Asl Roma 4 e Ospedale Pediatrico Bambino Gesù organizzano il “2° Congresso di Cure Palliative Pediatriche nella Regione Lazio”

Asl Roma 4 e Ospedale Pediatrico Bambino Gesù organizzano il “2° Congresso di Cure Palliative Pediatriche nella Regione Lazio”

Asl Roma 4 e Ospedale Pediatrico Bambino Gesù organizzano il “2° Congresso di Cure Palliative Pediatriche nella Regione Lazio”
Obiettivo dare il punto sullo stato della Rete di Cure Palliative Pediatriche nella Regione Lazio e condividere le modalità di sviluppo della stessa. Il Congresso è aperto ad operatori del settore (medici, infermieri, psicologi, terapisti, assistenti sociali, volontari, ecc.) e a neofiti della materia

L’ospedale Pediatrico Bambino Gesù e la ASL Roma 4 in collaborazione con La Società Italiana di Cure Palliative (SICP) hanno organizzato il “2° Congresso di Cure Palliative Pediatriche nella Regione Lazio” con lo scopo di fare il punto sullo stato della Rete di Cure Palliative Pediatriche nella Regione Lazio e condividere le modalità di sviluppo della stessa. Il Congresso è aperto ad operatori del settore (medici, infermieri, psicologi, terapisti, assistenti sociali, volontari, ecc.) e a neofiti della materia che vogliono avvicinarsi al mondo delle CPP e si terrà presso il Castello di Santa Severa nella giornata del 15 giugno p.v.
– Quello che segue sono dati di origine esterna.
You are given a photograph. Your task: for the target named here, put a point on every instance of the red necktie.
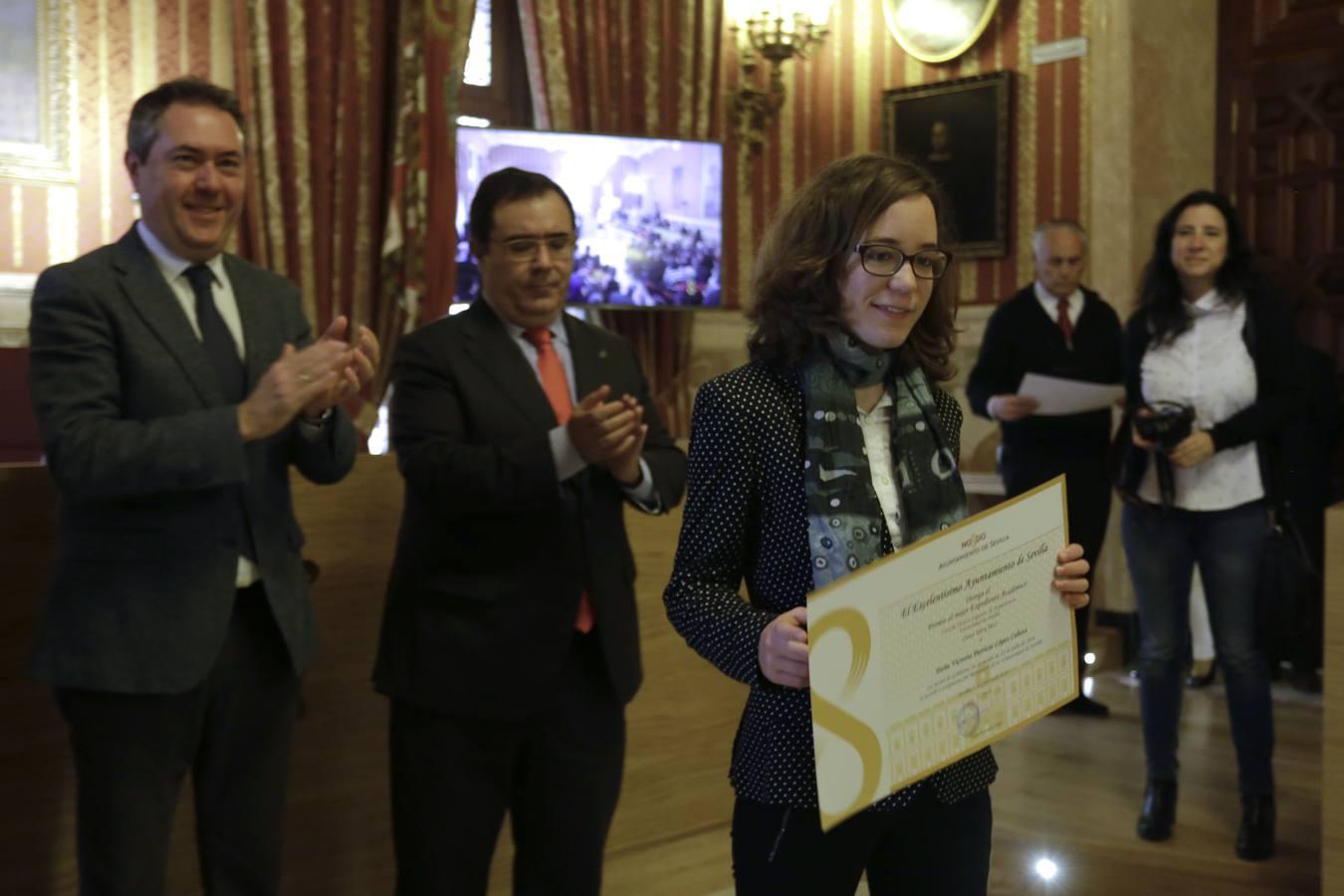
(1064, 324)
(557, 388)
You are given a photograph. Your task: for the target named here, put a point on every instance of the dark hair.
(507, 185)
(794, 284)
(1159, 291)
(142, 127)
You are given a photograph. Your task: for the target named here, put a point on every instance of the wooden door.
(1281, 153)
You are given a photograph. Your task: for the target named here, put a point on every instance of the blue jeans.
(1162, 550)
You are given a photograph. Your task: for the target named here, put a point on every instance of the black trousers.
(231, 734)
(557, 773)
(1087, 492)
(924, 848)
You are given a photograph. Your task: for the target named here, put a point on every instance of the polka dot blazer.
(746, 519)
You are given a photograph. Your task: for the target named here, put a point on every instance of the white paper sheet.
(1060, 396)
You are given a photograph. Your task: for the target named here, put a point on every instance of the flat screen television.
(649, 212)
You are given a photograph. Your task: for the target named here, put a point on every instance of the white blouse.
(1209, 368)
(876, 441)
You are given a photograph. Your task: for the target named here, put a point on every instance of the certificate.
(938, 650)
(1058, 395)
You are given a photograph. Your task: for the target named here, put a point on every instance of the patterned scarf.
(844, 516)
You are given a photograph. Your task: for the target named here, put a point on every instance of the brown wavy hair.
(794, 283)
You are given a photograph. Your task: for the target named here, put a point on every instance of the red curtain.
(348, 105)
(312, 80)
(621, 66)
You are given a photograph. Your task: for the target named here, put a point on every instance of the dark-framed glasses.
(882, 260)
(525, 249)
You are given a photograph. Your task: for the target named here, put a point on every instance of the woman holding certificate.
(1212, 379)
(828, 450)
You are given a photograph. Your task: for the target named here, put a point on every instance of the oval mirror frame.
(943, 50)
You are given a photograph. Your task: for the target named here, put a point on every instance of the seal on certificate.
(968, 719)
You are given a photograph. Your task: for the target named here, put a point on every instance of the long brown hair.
(794, 283)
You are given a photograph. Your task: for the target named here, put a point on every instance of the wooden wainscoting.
(338, 829)
(1068, 787)
(1332, 742)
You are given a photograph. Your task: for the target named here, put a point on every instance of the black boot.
(1159, 810)
(1255, 838)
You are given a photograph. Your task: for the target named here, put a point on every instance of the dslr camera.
(1164, 423)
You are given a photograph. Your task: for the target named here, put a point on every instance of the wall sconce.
(775, 30)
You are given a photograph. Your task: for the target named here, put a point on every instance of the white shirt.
(1209, 368)
(1050, 303)
(173, 270)
(567, 458)
(876, 442)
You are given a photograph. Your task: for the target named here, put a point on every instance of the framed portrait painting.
(959, 130)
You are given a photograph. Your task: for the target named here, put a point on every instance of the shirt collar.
(1210, 303)
(169, 262)
(557, 327)
(884, 402)
(1045, 297)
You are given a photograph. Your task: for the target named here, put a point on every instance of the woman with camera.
(1209, 376)
(824, 453)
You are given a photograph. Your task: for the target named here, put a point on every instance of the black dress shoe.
(1082, 706)
(1255, 838)
(1159, 813)
(1202, 676)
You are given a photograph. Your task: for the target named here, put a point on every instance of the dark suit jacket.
(1021, 338)
(148, 462)
(494, 551)
(746, 519)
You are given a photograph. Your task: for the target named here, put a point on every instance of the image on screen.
(648, 211)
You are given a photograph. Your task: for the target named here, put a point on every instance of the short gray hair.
(148, 112)
(1056, 223)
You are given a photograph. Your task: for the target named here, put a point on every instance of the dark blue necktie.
(229, 369)
(219, 342)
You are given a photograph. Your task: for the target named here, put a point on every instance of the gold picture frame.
(37, 91)
(959, 130)
(938, 35)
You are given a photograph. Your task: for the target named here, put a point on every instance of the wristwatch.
(316, 421)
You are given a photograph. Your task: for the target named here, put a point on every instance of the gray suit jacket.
(148, 464)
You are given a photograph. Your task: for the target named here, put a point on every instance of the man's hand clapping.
(308, 380)
(609, 433)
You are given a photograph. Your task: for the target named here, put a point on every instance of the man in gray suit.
(173, 385)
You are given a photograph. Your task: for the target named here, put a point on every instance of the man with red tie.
(1058, 328)
(510, 639)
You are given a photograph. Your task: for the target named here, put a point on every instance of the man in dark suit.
(1058, 328)
(173, 387)
(510, 641)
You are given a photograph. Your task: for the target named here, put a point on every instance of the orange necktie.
(1064, 324)
(557, 388)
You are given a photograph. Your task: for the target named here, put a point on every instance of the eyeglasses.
(882, 260)
(525, 249)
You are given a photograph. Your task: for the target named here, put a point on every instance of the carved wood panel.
(1281, 152)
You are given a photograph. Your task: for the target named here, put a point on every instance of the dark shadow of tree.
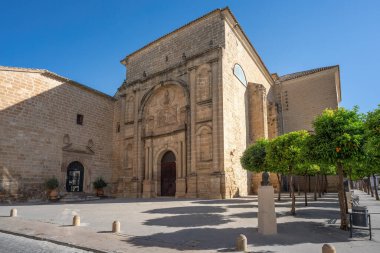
(244, 215)
(289, 233)
(188, 209)
(242, 206)
(189, 220)
(224, 201)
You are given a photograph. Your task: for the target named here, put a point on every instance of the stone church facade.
(191, 102)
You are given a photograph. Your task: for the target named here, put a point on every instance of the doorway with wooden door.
(168, 174)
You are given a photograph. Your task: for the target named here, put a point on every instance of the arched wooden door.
(74, 181)
(168, 174)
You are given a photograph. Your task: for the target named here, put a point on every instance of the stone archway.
(75, 177)
(168, 174)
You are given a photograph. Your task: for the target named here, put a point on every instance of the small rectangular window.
(79, 119)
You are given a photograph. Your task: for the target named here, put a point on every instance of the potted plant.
(52, 186)
(99, 184)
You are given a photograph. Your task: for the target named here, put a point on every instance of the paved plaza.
(168, 224)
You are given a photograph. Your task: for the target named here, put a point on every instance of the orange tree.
(339, 140)
(284, 153)
(372, 145)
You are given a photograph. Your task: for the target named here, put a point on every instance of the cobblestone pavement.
(168, 225)
(16, 244)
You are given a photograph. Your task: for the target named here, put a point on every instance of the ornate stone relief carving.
(203, 87)
(204, 144)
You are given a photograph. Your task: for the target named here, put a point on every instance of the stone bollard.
(116, 226)
(328, 248)
(76, 220)
(13, 212)
(241, 243)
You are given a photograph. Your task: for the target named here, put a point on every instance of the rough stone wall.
(302, 99)
(167, 52)
(235, 108)
(37, 120)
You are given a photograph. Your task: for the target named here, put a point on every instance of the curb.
(52, 241)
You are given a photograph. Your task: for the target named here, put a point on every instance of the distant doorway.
(74, 181)
(168, 174)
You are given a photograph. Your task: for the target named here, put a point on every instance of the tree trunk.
(298, 186)
(369, 185)
(342, 204)
(351, 182)
(293, 210)
(375, 186)
(315, 188)
(279, 187)
(305, 190)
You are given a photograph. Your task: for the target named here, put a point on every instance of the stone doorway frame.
(175, 169)
(81, 179)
Il Congresso di Cure Palliative Pediatriche della Regione Lazio, a cadenza annuale, vuole divenire punto di riferimento per la formazione di tutti i professionisti coinvolti: Medici, Infermieri, Psicologi, Fisioterapisti, Terapisti della Deglutizione, Logopedisti, Assistenti Sociali e di confronto con le Istituzioni: Regione Lazio, ASL, Aziende Ospedaliere, ARES 118 allo scopo di definire percorsi assistenziali certi, noti e accessibili.

In tutto ciò risultano fondamentali le associazioni di volontariato che collaborano con gli operatori sanitari per garantire qualità di vita ai bambini ed alle loro famiglie.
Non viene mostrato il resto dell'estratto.